Wrangell’s school district is out with the first draft of its budget for the next school year. It projects a $112,000 deficit in the coming year, but district officials aren’t proposing any staff cuts.
The $5.1 million proposed budget for the next fiscal year is about $80,000 more than last year’s budget, despite a projected drop in local and state funding. The biggest hit is forecast to come from the end of a state program that ignored drops in enrollment during the pandemic.
When the schools’ enrollment dropped by more than 40% at the start of the pandemic, the state maintained its funding as if there were kids still in school – a provision called “Hold Harmless”. While enrollment has jumped by more than 60% since then, the padded funding has been slowly diminishing, and runs out at the end of the current school year.
District Business Manager Tammy Stromberg, who oversees the budget, says it could be worse – the district is using hundreds of thousands of dollars in federal grant money to pay salaries and benefits, so it can make up the budget difference by spending about 15% of its general fund reserves.

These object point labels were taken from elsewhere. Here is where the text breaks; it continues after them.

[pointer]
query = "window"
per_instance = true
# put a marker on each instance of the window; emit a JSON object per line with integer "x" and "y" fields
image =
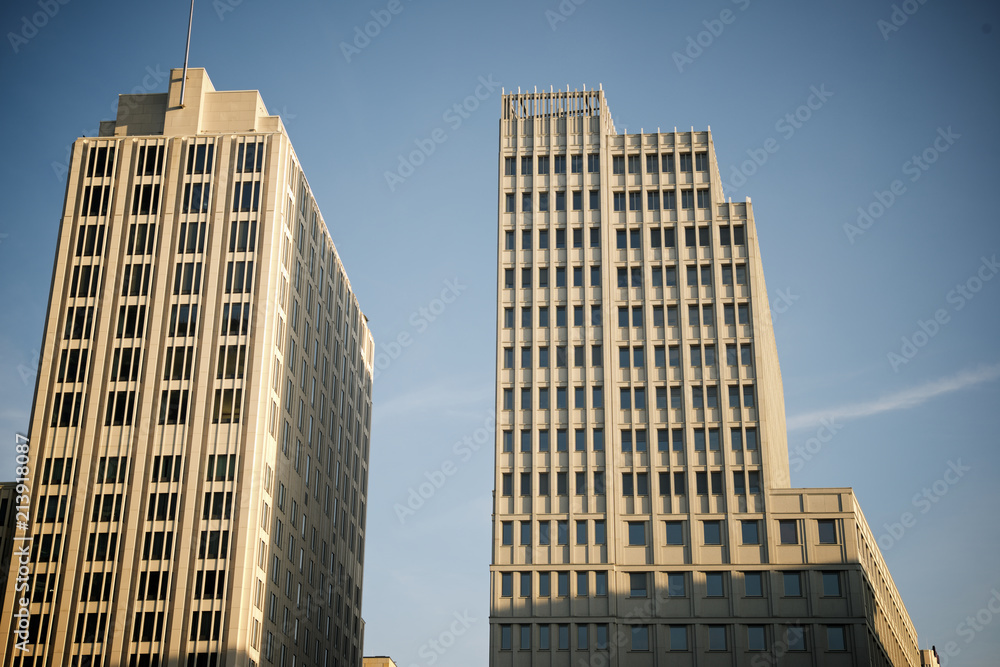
{"x": 600, "y": 536}
{"x": 507, "y": 584}
{"x": 787, "y": 530}
{"x": 505, "y": 638}
{"x": 755, "y": 638}
{"x": 713, "y": 532}
{"x": 716, "y": 638}
{"x": 795, "y": 637}
{"x": 835, "y": 638}
{"x": 675, "y": 529}
{"x": 640, "y": 638}
{"x": 678, "y": 637}
{"x": 827, "y": 531}
{"x": 831, "y": 584}
{"x": 714, "y": 584}
{"x": 675, "y": 584}
{"x": 637, "y": 533}
{"x": 637, "y": 584}
{"x": 793, "y": 584}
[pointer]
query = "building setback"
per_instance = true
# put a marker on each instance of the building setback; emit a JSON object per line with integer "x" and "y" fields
{"x": 642, "y": 509}
{"x": 200, "y": 428}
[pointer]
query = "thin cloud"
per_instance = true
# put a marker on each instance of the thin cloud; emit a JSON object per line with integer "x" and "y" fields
{"x": 902, "y": 400}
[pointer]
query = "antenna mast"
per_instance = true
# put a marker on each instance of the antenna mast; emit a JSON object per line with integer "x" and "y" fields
{"x": 187, "y": 51}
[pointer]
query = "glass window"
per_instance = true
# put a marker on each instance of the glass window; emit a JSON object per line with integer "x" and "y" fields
{"x": 637, "y": 584}
{"x": 678, "y": 637}
{"x": 675, "y": 584}
{"x": 787, "y": 528}
{"x": 793, "y": 584}
{"x": 714, "y": 585}
{"x": 505, "y": 637}
{"x": 835, "y": 640}
{"x": 831, "y": 584}
{"x": 675, "y": 531}
{"x": 713, "y": 532}
{"x": 640, "y": 638}
{"x": 716, "y": 638}
{"x": 795, "y": 637}
{"x": 750, "y": 532}
{"x": 827, "y": 531}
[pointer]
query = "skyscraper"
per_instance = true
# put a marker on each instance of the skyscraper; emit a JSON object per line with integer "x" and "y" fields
{"x": 200, "y": 429}
{"x": 643, "y": 513}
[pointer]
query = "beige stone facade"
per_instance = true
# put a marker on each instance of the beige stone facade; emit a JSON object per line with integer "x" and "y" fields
{"x": 643, "y": 514}
{"x": 205, "y": 393}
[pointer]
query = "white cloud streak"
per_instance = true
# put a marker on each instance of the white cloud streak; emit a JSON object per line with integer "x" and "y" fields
{"x": 901, "y": 400}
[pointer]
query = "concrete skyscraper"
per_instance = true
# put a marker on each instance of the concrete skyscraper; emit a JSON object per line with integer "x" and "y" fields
{"x": 643, "y": 513}
{"x": 199, "y": 436}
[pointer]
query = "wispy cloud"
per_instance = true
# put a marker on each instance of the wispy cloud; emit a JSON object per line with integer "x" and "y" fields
{"x": 449, "y": 399}
{"x": 901, "y": 400}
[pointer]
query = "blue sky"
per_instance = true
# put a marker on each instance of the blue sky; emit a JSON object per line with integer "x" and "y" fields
{"x": 905, "y": 130}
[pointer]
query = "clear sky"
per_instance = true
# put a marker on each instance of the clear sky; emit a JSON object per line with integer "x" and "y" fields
{"x": 903, "y": 125}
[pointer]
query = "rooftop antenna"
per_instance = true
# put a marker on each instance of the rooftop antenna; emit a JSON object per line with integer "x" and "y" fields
{"x": 187, "y": 52}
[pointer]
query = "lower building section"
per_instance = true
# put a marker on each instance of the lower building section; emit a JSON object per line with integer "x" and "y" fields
{"x": 818, "y": 594}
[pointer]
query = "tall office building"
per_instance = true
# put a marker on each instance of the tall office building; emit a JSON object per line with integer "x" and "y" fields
{"x": 643, "y": 514}
{"x": 200, "y": 429}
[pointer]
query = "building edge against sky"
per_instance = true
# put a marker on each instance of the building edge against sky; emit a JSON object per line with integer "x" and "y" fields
{"x": 642, "y": 500}
{"x": 201, "y": 421}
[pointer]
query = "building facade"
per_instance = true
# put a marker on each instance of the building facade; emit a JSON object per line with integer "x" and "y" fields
{"x": 200, "y": 428}
{"x": 642, "y": 509}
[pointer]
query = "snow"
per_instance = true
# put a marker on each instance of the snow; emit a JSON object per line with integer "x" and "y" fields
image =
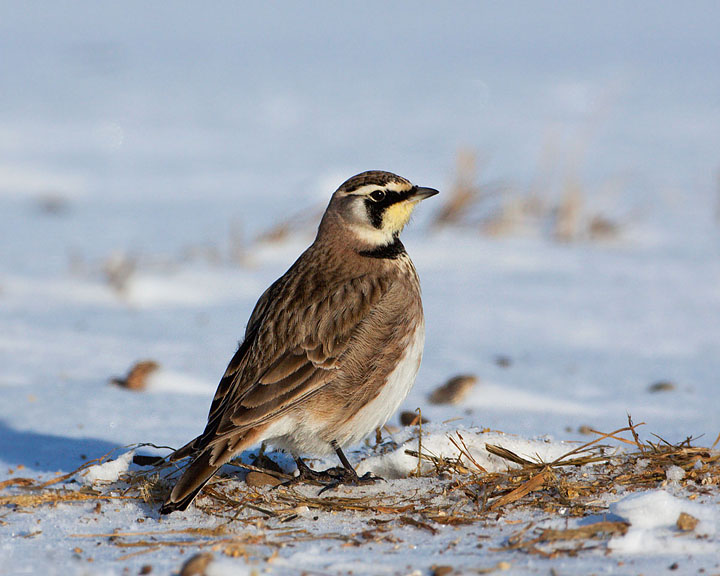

When the federal funding paying for salaries runs out next year, she says the district will have to figure out how to shuffle things to keep the budget in the black without spending all its reserves.
“At that point, that’s when we really start to have an issue,” Stromberg explained. “If we did that for one or two years, just kept spending [reserves] at that rate, then we would have a problem. So we need to be looking forward towards FY25 and beyond, and think about how we restructure ourselves – how we can develop a way to still have a quality education to keep our costs down.”
The draft budget assumes a slight drop in local funding of just under $1.6 million – around $675,000 from local tax revenue and the rest from a passthrough of federal aid money for former logging communities.
The budget includes pay raises for staff as the district deals with an ongoing labor shortage.
But Stromberg warns that the budget for health and liability insurance might be too low in this first draft. She says unexpectedly high premiums for cybersecurity insurance could require the district to implement multi-factor authentication to remain covered.
Special Education Director Ryan Howe spoke to the school board about ongoing staffing concerns at the January 16 meeting. He said he felt that in order to hire and retain teachers’ aides, the schools need to provide benefits to hourly staff.
But where would the district find the money? Howe – who also sits on Wrangell’s Borough Assembly – pointed to a potential, if controversial, source of savings.
“I know it’s been floated before for different reasons to combine the schools into one – all of it financial,” Howe told school board members, “But I can’t think of anywhere else in the budget where there’s a large-ticket item like that where we could potentially free up some room to help us to compensate our classified staff to the level that they deserve, frankly.”
It’s not the first time a member of the school district has pointed out that combining Wrangell’s three schools into a smaller space could save money. It hasn’t been seriously discussed by the board as a whole. But leaner times ahead could make it necessary.
The school board has scheduled a public hearing to collect community input on the upcoming school budget on February 27 at 6:30 p.m. The district has until May 1 to submit its approved budget to the Wrangell Borough Assembly, which is charged with allocating funds to the schools.